APPROVED PROCUREMENTS — K. PATTERSON
This document constitutes a formal assessment of the audio artifact designated The Bends, submitted for classification by the Liner Notes Division of the Office of Musical Epistemology.
The artifact originates from the year 1995 and is attributed to the performing unit known as Radiohead.
The initial field report describes this recording as the sound of a band learning to fly by throwing themselves off a cliff and discovering they had wings.
Our analysis confirms this characterization with notable precision.
The work presents a transitional morphology of remarkable volatility, wherein structural risk is not merely tolerated but actively courted.
One observes a raw, unpolished tension in the lower registers, a kind of acoustic vertigo that propels the listener from moment to moment.
The harmonic palette suggests a group simultaneously reaching for altitude and bracing for impact, a paradox that yields an unexpectedly buoyant texture.

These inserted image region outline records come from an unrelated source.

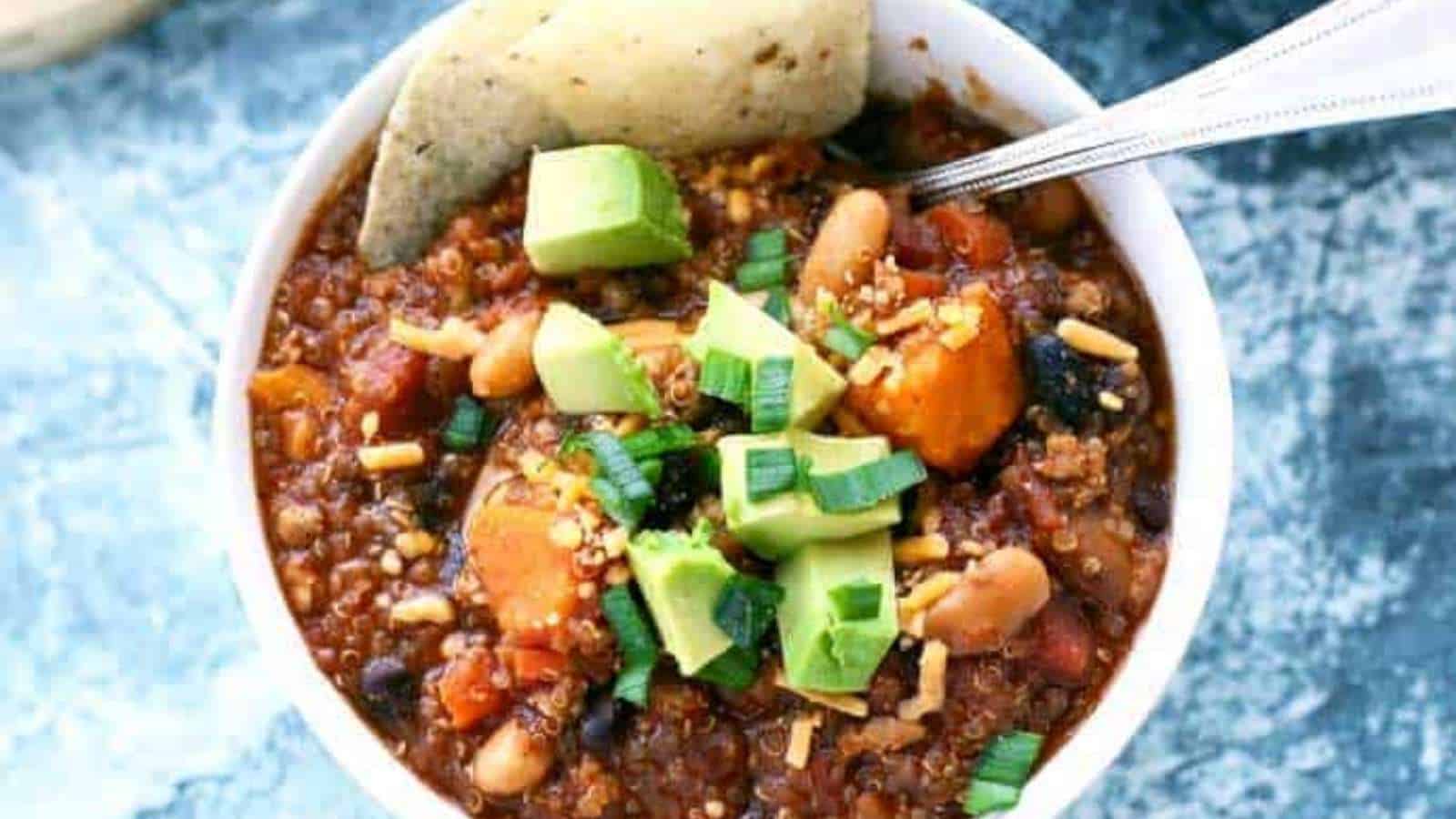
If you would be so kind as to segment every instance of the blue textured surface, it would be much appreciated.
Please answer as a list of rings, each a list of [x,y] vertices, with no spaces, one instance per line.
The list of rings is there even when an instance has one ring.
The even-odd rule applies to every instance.
[[[1112,99],[1313,1],[987,4]],[[208,532],[207,361],[288,162],[444,6],[192,0],[0,74],[0,815],[381,816],[261,673]],[[1452,125],[1158,165],[1220,303],[1238,488],[1190,657],[1076,819],[1456,812]]]

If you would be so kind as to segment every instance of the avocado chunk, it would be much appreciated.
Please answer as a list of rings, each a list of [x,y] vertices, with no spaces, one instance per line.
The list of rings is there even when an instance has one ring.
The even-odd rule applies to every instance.
[[[562,412],[662,414],[642,361],[597,319],[553,302],[531,344],[536,375]]]
[[[526,191],[526,255],[543,275],[693,255],[677,184],[628,146],[537,153]]]
[[[778,581],[785,592],[779,641],[789,685],[834,692],[869,688],[879,660],[900,634],[890,530],[808,544],[779,564]],[[878,611],[846,619],[834,592],[865,586],[879,587]]]
[[[732,530],[759,557],[783,560],[810,541],[837,541],[863,535],[900,522],[900,500],[887,498],[871,509],[828,513],[818,507],[808,490],[753,500],[748,497],[748,452],[791,447],[796,456],[810,458],[815,472],[853,469],[890,455],[882,437],[831,437],[788,430],[761,436],[724,436],[718,440],[722,459],[722,500]]]
[[[706,529],[639,532],[628,544],[628,561],[652,612],[662,646],[684,675],[696,673],[732,647],[713,622],[713,603],[734,568],[708,539]]]
[[[727,284],[708,284],[708,312],[683,347],[702,361],[709,350],[732,353],[750,364],[764,358],[794,358],[789,426],[814,428],[844,393],[844,377],[820,358],[807,341]]]

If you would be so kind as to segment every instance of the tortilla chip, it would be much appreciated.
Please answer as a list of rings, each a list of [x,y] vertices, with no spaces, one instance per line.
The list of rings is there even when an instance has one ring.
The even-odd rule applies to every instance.
[[[446,222],[566,128],[501,76],[511,44],[562,0],[473,0],[415,63],[379,141],[360,252],[374,267],[419,258]]]
[[[566,0],[502,71],[579,141],[695,153],[839,130],[869,25],[869,0]]]

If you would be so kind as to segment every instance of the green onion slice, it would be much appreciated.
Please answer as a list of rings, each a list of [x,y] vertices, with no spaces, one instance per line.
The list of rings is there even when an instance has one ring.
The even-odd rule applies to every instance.
[[[754,290],[764,290],[783,284],[789,277],[789,259],[785,256],[776,259],[756,259],[747,261],[738,265],[738,273],[734,275],[734,281],[738,284],[738,290],[744,293],[751,293]]]
[[[788,447],[750,449],[744,472],[753,501],[786,493],[798,484],[798,462]]]
[[[473,452],[495,434],[495,418],[469,395],[456,398],[454,412],[444,431],[440,433],[440,443],[450,452]]]
[[[734,574],[713,603],[713,624],[734,646],[754,650],[783,602],[783,587],[747,574]]]
[[[773,357],[753,369],[753,431],[776,433],[789,426],[789,404],[794,396],[794,358]]]
[[[916,453],[903,449],[888,458],[828,475],[808,475],[814,503],[824,512],[859,512],[895,497],[927,477]]]
[[[753,367],[748,361],[732,353],[709,350],[703,358],[703,372],[697,377],[697,392],[744,407],[748,404],[751,380]]]
[[[828,590],[828,602],[834,616],[842,621],[875,619],[879,616],[879,600],[884,589],[872,580],[850,580]]]
[[[652,427],[622,439],[622,446],[633,461],[657,458],[668,452],[681,452],[699,444],[697,433],[687,424]]]
[[[789,255],[789,232],[782,227],[759,230],[744,246],[750,261],[776,259]]]
[[[561,447],[563,455],[579,449],[590,450],[597,462],[591,493],[597,495],[601,509],[629,529],[641,523],[652,504],[652,484],[622,442],[612,433],[591,431],[566,439]]]
[[[652,667],[657,666],[658,657],[652,627],[648,625],[646,615],[626,586],[613,586],[601,595],[601,614],[612,625],[622,648],[622,672],[612,695],[645,708]]]
[[[1031,778],[1045,737],[1031,732],[1009,732],[986,746],[981,761],[965,793],[965,813],[981,816],[993,810],[1015,807],[1021,788]]]
[[[693,676],[732,691],[743,691],[753,685],[754,678],[759,676],[759,653],[729,646],[727,651],[713,657],[713,662],[697,669]]]
[[[828,331],[824,332],[824,347],[828,347],[850,361],[858,361],[859,357],[865,354],[865,350],[869,350],[875,345],[875,341],[879,341],[878,335],[869,332],[868,329],[855,326],[853,322],[844,318],[844,313],[840,312],[837,305],[830,312],[830,319],[833,324]]]
[[[773,316],[773,321],[789,326],[794,321],[794,310],[789,307],[789,291],[780,284],[769,289],[769,300],[763,303],[763,312]]]

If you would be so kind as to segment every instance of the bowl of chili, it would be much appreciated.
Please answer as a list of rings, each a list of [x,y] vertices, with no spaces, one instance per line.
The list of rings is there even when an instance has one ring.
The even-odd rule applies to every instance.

There is a grain of desperation in the vocal midrange, yet it resolves into something approaching euphoria, as if the fall itself became the lift.
The rhythmic architecture is uneven in the manner of a heartbeat under duress, lending the entire artifact a sense of precarious, living motion.
Notably, no synthetic stabilizers or over-polished production elements are employed; the artifact retains its original aerodynamic roughness.
We classify this recording as a prime example of transformative failure, where the act of plummeting is repurposed into a method of ascent.
Further testing is recommended to isolate the exact frequency at which despair converts to elevation.
This assessment is submitted for the record and filed under Sound Artifact Assessment protocol number 1995-001.
Signed, Hugo Richtone Vane, Senior Resonant Artifact Analyst, Department of Random Domain Management.